Unsubscribe links are commonly used by disreputable spammers as a way of confirming that the address really exists, so relying on the "List-Unsubscribe" header is not always a good idea.

Yes, some people mark transactional emails as spam. However, far more spammers think their mails were justified when they're not. Your "newsletter" may very well be spam, no matter how much you think it's covered by someone's existing tenuously related relationship to some company you bought a pile of email addresses from.

1 comments

Double opt-in is an industry standard. Someone buying a list of email addresses is not. Some laws are now enforcing the concept such as CASL.

Either way, newsletters/transactional emails can all be marked as SPAM even though the recipient is legitimate. The sender can be negatively affected by a blind reputation system.

"List-Unsubscribe" for sure can be abused, but better then blindly considering every email flagged as SPAM.

The industry standard is "confirmed opt in".

Lots of people use the term "double opt it". Some of those people are spammers. If someone cares about sounding credible they should probably use "confirmed opt in" rather than "double opt in".

Clarification, https://blog.mailchimp.com/opt-in-vs-confirmed-opt-in-vs-dou..., http://support2.constantcontact.com/articles/FAQ/1586.

I'm not sure why it is not credible to use the term double opt-in, please explain.

Mostly it's used by spammers. When you use it there's a hard to shake impression that you don't understand the point about getting confirmation by email from the email address owner, and that you might be using eg checkboxes on a webform as a confirmation.

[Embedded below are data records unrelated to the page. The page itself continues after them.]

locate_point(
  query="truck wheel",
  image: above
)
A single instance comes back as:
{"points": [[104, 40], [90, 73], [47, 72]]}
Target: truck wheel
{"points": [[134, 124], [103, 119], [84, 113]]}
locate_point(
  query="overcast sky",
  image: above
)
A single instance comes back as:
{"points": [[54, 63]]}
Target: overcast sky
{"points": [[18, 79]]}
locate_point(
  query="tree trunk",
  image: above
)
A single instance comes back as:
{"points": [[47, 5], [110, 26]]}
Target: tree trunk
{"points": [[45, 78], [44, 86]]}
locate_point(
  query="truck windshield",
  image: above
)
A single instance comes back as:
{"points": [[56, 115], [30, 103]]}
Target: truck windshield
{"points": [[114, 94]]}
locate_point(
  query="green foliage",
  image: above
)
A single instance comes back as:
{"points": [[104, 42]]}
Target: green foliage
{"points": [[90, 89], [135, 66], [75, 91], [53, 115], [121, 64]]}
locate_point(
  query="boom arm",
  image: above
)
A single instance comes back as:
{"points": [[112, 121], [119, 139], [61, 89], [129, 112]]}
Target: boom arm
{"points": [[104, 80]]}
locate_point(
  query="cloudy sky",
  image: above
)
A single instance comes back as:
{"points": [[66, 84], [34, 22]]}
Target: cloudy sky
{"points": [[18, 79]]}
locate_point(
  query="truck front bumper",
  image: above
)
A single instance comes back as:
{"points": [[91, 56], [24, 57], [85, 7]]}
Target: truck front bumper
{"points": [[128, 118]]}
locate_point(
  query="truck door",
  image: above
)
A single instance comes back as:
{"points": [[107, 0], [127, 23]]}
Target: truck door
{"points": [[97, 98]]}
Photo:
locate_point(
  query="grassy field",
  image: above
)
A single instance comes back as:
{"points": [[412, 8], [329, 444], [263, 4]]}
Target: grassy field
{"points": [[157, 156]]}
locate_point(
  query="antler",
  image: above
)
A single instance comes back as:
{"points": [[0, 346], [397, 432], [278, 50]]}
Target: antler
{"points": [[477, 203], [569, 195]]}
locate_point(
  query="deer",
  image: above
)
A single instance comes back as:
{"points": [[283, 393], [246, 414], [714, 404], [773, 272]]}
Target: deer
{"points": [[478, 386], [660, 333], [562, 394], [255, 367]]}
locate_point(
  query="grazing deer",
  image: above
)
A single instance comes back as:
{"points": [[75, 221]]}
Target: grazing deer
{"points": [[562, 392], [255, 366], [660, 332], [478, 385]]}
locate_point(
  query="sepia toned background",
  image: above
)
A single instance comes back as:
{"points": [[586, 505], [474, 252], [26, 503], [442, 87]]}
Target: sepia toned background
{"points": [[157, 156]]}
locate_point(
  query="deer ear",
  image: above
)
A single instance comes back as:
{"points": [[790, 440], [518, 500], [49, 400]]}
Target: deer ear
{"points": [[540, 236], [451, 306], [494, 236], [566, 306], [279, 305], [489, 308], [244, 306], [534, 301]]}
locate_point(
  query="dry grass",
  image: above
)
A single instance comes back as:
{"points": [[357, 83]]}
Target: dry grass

That mailchimp blog? It's wrong. What they describe as confirmed opt-in is not confirmed opt in, and what they describe as double opt in is in fact just confirmed opt in.

If anyone from mailchimp is reading: please fix this fucking annoying and stupid error.

EDIT: That constantcontact post is correct. Notice how they put "also known as double opt-in" in brackets, and then never use it again but only use confirmed opt-in?